Tuesday, 9 January 2007

Wrongful Convictions Spur Review Of Police Line-Ups

Thursday, March 16, 2006

Wrongful Convictions Spur Review Of Police Line-Ups

From the San Jose Mercury News:

Eyewitness testimony is often unreliable and has been a significant cause of wrongful convictions, a series of witnesses Wednesday told a commission charged with examining problems in California's criminal justice system.

Gary Wells, a research psychologist at Iowa State University and one of the leading experts in issues of eyewitness identification, told members of the Commission for the Fair Administration of Justice that mistaken identification was a factor in about four of every five cases nationwide in which DNA testing eventually exonerated convicted defendants.
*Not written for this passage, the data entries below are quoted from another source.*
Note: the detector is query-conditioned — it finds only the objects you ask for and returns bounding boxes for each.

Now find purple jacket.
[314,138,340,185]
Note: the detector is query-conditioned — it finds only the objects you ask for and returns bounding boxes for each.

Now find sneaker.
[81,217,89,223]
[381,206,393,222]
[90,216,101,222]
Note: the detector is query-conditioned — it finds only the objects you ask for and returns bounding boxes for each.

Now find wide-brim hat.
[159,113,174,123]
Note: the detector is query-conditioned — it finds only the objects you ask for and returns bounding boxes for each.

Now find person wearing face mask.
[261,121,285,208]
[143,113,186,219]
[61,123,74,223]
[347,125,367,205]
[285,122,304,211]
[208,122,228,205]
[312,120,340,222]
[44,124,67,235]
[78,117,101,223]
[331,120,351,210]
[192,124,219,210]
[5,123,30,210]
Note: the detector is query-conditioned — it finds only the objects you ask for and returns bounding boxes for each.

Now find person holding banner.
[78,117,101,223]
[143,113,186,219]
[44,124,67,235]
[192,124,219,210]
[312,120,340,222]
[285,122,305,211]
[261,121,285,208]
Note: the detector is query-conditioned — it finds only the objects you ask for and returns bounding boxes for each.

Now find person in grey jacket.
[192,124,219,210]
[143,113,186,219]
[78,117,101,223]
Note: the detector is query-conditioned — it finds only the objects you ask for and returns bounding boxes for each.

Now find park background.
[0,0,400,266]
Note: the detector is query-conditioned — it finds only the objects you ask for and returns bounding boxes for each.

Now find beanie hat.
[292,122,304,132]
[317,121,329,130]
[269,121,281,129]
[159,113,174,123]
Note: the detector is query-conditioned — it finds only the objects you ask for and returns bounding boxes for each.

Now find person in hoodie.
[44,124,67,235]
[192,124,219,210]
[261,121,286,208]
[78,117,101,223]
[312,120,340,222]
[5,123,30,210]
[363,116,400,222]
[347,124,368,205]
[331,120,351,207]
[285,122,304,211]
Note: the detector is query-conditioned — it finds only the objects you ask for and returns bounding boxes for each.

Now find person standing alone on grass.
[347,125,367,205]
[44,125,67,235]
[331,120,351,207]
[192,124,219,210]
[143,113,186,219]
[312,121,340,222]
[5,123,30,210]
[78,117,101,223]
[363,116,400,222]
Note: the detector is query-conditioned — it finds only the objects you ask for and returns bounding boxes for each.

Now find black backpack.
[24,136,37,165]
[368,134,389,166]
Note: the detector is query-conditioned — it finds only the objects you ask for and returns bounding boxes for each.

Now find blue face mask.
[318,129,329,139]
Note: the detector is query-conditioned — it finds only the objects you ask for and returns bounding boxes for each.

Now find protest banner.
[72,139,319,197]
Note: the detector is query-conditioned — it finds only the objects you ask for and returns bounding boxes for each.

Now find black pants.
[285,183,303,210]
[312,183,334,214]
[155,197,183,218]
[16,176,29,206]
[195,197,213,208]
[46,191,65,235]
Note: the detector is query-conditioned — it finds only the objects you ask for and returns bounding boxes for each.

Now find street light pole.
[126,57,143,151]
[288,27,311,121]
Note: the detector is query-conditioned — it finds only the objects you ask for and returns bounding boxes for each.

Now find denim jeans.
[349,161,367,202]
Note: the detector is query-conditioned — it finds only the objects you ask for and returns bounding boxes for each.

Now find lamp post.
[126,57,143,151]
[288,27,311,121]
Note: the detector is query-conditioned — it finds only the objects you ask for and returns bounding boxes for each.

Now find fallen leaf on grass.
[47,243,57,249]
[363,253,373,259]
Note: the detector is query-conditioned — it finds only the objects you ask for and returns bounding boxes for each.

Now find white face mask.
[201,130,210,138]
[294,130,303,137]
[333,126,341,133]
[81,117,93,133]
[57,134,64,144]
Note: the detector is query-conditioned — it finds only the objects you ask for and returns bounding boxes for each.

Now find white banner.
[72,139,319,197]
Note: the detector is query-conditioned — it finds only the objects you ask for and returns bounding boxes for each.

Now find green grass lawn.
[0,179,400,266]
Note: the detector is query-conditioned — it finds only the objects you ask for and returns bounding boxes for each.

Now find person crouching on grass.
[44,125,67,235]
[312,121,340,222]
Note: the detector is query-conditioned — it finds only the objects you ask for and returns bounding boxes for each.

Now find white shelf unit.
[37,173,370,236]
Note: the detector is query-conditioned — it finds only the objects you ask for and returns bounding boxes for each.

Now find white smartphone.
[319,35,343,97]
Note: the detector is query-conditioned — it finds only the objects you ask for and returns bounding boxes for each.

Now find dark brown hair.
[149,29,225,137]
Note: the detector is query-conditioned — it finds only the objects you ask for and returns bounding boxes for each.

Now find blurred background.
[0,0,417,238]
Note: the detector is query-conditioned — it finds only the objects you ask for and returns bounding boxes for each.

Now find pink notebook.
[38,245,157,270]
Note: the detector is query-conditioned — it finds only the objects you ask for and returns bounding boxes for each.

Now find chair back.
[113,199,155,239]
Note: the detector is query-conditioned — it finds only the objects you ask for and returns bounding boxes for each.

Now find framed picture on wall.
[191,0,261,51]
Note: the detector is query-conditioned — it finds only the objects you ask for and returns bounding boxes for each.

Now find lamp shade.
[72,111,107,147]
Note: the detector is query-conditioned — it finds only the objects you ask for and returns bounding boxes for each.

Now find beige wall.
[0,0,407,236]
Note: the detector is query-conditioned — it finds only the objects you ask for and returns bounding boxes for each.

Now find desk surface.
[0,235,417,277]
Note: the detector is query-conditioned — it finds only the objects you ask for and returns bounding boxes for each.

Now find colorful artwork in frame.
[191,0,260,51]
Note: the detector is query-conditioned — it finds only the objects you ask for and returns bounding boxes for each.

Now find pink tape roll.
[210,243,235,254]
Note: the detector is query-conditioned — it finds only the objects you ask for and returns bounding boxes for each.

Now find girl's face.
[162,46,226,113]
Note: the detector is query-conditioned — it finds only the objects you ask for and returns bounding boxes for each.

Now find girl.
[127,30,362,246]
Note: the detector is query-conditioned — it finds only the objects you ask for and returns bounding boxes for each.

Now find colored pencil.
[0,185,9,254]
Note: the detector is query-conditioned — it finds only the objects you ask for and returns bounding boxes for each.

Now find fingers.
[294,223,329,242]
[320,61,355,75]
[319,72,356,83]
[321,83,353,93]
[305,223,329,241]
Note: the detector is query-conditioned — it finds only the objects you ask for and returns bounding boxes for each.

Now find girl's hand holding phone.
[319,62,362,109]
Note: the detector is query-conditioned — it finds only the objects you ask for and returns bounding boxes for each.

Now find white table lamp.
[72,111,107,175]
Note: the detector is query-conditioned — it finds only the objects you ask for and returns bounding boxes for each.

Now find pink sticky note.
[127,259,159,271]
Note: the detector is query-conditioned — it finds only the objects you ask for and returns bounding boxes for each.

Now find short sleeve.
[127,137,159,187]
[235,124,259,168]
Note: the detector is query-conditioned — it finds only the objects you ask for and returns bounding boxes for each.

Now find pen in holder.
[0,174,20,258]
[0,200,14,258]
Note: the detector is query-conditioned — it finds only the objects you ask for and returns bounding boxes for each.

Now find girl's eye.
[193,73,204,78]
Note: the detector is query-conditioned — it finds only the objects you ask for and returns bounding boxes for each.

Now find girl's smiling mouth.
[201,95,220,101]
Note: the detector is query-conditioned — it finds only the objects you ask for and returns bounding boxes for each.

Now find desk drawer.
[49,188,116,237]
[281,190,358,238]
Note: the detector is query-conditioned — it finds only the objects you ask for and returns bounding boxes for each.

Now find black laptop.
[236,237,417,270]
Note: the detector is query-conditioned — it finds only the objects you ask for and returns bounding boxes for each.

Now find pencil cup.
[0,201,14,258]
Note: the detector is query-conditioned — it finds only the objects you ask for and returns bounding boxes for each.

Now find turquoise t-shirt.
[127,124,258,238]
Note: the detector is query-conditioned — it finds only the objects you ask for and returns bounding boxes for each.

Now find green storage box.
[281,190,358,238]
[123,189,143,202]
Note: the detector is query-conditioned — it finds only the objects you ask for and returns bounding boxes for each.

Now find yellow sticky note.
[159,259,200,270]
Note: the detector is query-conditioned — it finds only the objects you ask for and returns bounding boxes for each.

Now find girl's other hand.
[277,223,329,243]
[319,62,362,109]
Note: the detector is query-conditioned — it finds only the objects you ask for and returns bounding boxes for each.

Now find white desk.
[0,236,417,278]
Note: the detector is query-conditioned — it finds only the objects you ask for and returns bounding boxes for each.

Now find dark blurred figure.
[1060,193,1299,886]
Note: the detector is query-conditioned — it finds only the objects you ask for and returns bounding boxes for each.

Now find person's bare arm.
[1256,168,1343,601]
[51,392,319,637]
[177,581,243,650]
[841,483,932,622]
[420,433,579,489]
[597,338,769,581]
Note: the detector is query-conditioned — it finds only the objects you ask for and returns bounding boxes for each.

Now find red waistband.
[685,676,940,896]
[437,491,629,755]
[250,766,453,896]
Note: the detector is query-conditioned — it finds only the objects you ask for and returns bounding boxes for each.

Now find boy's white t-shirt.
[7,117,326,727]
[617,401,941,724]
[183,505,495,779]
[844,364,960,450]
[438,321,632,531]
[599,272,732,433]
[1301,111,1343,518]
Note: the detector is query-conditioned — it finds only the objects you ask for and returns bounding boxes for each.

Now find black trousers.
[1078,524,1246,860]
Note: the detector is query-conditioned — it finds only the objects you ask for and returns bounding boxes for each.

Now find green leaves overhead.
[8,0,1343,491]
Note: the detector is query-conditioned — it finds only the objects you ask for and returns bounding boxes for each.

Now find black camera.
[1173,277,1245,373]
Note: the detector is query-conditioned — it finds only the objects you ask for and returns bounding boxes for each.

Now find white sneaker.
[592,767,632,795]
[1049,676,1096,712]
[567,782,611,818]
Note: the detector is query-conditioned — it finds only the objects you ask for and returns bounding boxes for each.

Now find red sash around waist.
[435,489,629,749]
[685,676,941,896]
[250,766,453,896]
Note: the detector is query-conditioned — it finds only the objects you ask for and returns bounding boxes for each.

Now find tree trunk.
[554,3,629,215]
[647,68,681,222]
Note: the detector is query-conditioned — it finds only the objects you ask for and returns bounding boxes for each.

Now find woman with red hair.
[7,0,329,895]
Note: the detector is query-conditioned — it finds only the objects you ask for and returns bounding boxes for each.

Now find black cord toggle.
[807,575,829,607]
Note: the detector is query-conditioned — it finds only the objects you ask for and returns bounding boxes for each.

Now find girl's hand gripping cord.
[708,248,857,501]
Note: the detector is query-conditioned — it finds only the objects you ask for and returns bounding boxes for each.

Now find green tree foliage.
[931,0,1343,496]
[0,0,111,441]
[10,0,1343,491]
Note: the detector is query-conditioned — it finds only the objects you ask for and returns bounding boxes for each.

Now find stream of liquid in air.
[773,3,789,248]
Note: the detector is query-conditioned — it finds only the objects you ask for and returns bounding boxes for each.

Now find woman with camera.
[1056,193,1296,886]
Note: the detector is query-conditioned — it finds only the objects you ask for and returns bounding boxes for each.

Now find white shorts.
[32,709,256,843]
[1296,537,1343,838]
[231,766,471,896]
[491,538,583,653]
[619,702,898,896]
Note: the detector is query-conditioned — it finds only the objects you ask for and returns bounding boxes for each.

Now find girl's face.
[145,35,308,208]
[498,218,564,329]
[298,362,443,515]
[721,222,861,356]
Testifying at the first public hearing of the commission, headed by former state attorney general John Van de Kamp, Wells advocated that the commission urge police agencies statewide to adopt a series of precautions to reduce false identifications by victims and witnesses who are shown photographs or live lineups of suspects. Identifications in such circumstances should be treated as ``fragile'' evidence that requires specific guidelines to ensure its reliability.

Mistaken identification, Van de Kamp said, ``causes injury when it occurs. The question is what can we do about it?'' The commission, which includes prosecutors, defense lawyers and representatives of police agencies, went into a private session at the close of Wednesday's hearing. Executive Director Gerald Uelmen, law professor at Santa Clara University, said the commission may issue its report on eyewitness identification in a number of weeks.

The members of the commission include Santa Clara County District Attorney George Kennedy, whose office in 2002 persuaded law enforcement agencies throughout the county to adopt new protocols guarding against mistaken identification. Those procedures included two measures that Wells highlighted Wednesday: having lineups conducted by an officer who does not know the suspect's identity and having witnesses view suspects one at a time, not in a group.